Le député communiste André Chassaigne, le 12 décembre 2017 à l\'Assemblée nationale, à Paris. 
Le député communiste André Chassaigne, le 12 décembre 2017 à l'Assemblée nationale, à Paris.  (LIONEL BONAVENTURE / AFP)

André Chassaigne lance un appel à Emmanuel Macron. Dans un communiqué transmis à l'AFP, samedi 29 décembre, le chef de file des députés communistes demande au président de la République d'annoncer, au cours de ses voeux lundi soir, une loi d'amnistie pour les "gilets jaunes" condamnés pour des faits commis lors de manifestations.

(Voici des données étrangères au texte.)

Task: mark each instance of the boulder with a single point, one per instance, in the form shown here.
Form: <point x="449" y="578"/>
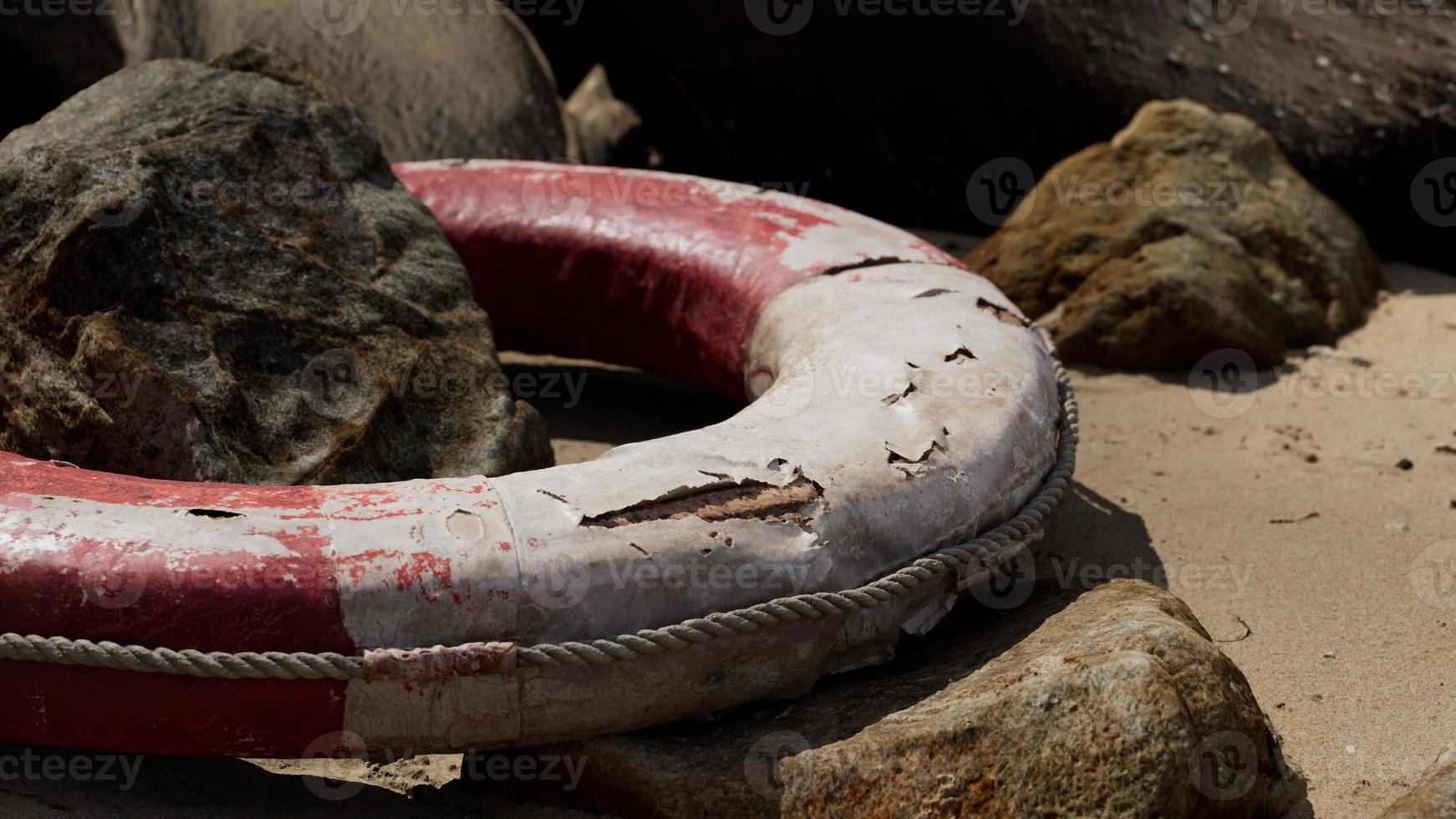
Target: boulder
<point x="1434" y="796"/>
<point x="208" y="272"/>
<point x="890" y="106"/>
<point x="603" y="124"/>
<point x="1185" y="235"/>
<point x="1116" y="705"/>
<point x="434" y="80"/>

"Sans occulter l'insuffisance des mesures prises et les multiples revendications à satisfaire, cette initiative présidentielle serait un geste politique fort et une mesure d'apaisement dans une période aussi socialement troublée", défend  le député communiste du Puy-de-Dôme dans ce communiqué. 

Des peines particulièrement sévères sont prises à l'encontre de manifestants qui n'ont commis aucune violence physique contre des personnes ou dégradation volontaire de biens.André Chassaigne, député PCFdans un communiqué

16 lois d'amnistie votées depuis 1958

L'élu regrette en particulier le fait que la "distribution de tracts", la participation à un "groupement formé en vue de commettre des dégradations" ou encore "l'obstruction à la libre circulation" concernant des manifestations non déclarées aient abouti à des condamnations. Selon André Chassaigne, celles-ci "frappent des concitoyens qui se sont légitimement engagés dans ces mouvements sociaux pour faire respecter leurs droits fondamentaux, protéger leurs conditions de vie, défendre non seulement leur dignité mais aussi l'intérêt général".

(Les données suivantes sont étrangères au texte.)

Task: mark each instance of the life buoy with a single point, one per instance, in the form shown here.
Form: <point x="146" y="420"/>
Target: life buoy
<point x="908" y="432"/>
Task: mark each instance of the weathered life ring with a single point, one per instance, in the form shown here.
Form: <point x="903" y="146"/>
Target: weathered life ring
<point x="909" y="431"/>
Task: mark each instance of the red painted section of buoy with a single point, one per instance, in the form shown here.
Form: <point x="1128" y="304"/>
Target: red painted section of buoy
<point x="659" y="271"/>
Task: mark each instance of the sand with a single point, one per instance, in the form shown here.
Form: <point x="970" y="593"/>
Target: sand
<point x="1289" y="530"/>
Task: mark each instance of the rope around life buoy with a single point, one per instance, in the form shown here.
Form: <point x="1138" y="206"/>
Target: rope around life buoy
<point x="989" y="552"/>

Il rapporte avoir écrit un courrier à Emmanuel Macron, lui demandant de se prononcer "en faveur d'une amnistie telle qu'elle est prévue par l'article 133-9 du Code pénal et légitimée par une 'tradition républicaine'". André Chassaigne rappelle dans ce courrier que 16 lois de ce type ont été votées depuis le début de la Ve République, "notamment à la suite de différents mouvements sociaux".

Cette loi pourrait être soumise en janvier à l'approbation du Parlement, indique l'élu communiste.